If you recall in our 2015 Outlook, published on January 31, Virtus Wealth Management expects 2015 to be the peak of the bull market.  There are many reasons for this call and we know after a 7 year bull market we aren’t stepping too far onto a ledge.  However, the purpose is never to be right nor is it to make some outlandish call hoping it proves to be correct so we can boast about it later.  The purpose is to help people examine their portfolio to see if they are comfortable with the risk they are taking at any given point.  We actually received another signal that might indicate that the top of the market is nearby.  The signal came from the Misery Index.  The Misery Index was created by Arthur Okun and is simply the unemployment rate plus the inflation rate.  The higher the number, the more misery felt by the people.

It is a signal because in the past when it reaches certain levels it has been a leading indicator for stock market performance.  If things are really good out there and both unemployment and inflation are low; as they are today, where does the improvement in earnings come from?  Historical data shows it isn’t reasonable to expect both unemployment and inflation to stay low long-term, they have shown to be cyclical.  Likewise, if unemployment is high and inflation is high, there is more room for improvement going forward.

Recently the Misery Index broke below 6, making 2015 one of only 6 years since 1965 to see the number that low.  The other years are 1965-1966, 1998-1999, and 2006.

What is important here are not the years that the index broke below 6 but the 3 years after the period in which it did.  For example, what was the performance of the stock market the three years after 1966, 1999, and 2006?  Many of those years are burned into our memories forever as 2008 is still a vivid memory for investors and the tech boom and bust of the later 1990s and early 2000s was historic.

Not surprisingly the S&P 500 did not perform well during those years after we had a period of nirvana in the economy in which both unemployment was low and inflation was muted.  The three years after the Misery Index was last recorded sub 6 in 1966 showed an annualized return of 1.1%, while the same period after the index was sub 6 in 1999 and 2006 provided a -3.1% and -1.3% annualized return, respectfully.   Thus, the markets underperformed historical averages the three years after a period of low unemployment and low inflation when both together were sub 6, like we see today.

Is this an omen of things to come?  This time could be different, but will it?  From my perspective, the question isn’t “if it will happen” but instead “are you prepared in case it does?”  As most of my clients know, we have taken precautionary steps to try to minimize the downside of their portfolios in case the markets do under perform.   Let’s not have our own personal misery levels rise like the Misery Index, whenever it does start moving higher.

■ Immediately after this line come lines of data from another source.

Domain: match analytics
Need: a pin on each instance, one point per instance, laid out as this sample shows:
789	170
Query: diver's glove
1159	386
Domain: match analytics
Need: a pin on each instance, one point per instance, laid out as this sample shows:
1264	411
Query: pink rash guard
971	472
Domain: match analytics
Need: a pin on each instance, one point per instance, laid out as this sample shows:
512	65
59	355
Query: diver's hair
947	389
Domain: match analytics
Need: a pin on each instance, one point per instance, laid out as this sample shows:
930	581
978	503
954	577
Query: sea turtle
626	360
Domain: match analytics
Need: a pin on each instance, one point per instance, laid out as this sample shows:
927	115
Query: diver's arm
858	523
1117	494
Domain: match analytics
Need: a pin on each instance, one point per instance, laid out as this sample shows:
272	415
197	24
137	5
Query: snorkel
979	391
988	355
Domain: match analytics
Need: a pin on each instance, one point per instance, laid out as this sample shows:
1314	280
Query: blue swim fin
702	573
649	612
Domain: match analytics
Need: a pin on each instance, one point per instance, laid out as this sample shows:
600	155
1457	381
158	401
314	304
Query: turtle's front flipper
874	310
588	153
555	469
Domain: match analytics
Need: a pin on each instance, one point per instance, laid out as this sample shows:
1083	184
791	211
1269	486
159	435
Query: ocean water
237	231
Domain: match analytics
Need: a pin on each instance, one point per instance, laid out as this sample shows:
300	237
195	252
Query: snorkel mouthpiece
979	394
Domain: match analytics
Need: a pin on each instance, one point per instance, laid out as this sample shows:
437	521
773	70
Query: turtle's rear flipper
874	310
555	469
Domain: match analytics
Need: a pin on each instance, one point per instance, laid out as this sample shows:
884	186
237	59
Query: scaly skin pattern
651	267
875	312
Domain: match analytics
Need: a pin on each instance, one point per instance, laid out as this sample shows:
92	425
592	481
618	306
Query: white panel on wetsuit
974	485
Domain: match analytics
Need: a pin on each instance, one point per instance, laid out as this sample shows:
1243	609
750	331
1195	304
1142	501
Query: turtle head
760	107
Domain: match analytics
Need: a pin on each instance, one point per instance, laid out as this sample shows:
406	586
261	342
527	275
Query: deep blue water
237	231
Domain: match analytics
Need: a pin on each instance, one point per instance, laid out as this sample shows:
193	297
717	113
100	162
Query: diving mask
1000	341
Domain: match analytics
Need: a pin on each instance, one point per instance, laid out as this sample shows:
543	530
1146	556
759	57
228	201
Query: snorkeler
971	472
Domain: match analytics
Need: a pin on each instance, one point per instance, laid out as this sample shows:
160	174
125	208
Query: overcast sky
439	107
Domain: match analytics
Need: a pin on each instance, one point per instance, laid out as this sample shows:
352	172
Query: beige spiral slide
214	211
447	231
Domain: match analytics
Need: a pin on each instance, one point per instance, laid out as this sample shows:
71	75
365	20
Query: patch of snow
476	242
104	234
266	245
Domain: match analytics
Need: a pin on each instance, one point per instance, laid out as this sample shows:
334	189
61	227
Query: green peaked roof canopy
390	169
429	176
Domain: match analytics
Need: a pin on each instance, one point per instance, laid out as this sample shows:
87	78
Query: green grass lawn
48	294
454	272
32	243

The opinions voiced in this material are for general information only and are not intended to provide specific advice or recommendations for any individual. The economic forecasts set forth in the presentation may not develop as predicted and there can be no guarantee that strategies promoted will be successful. All performance referenced is historical and is no guarantee of future results. All indices are unmanaged and may not be invested into directly. The Standard & Poor’s 500 Index is a capitalization weighted index of 500 stocks designed to measure performance of the broad domestic economy through changes in the aggregate market value of 500 stocks representing all major industries. Investing involves risk including loss of principal. No strategy assures success or protects against loss.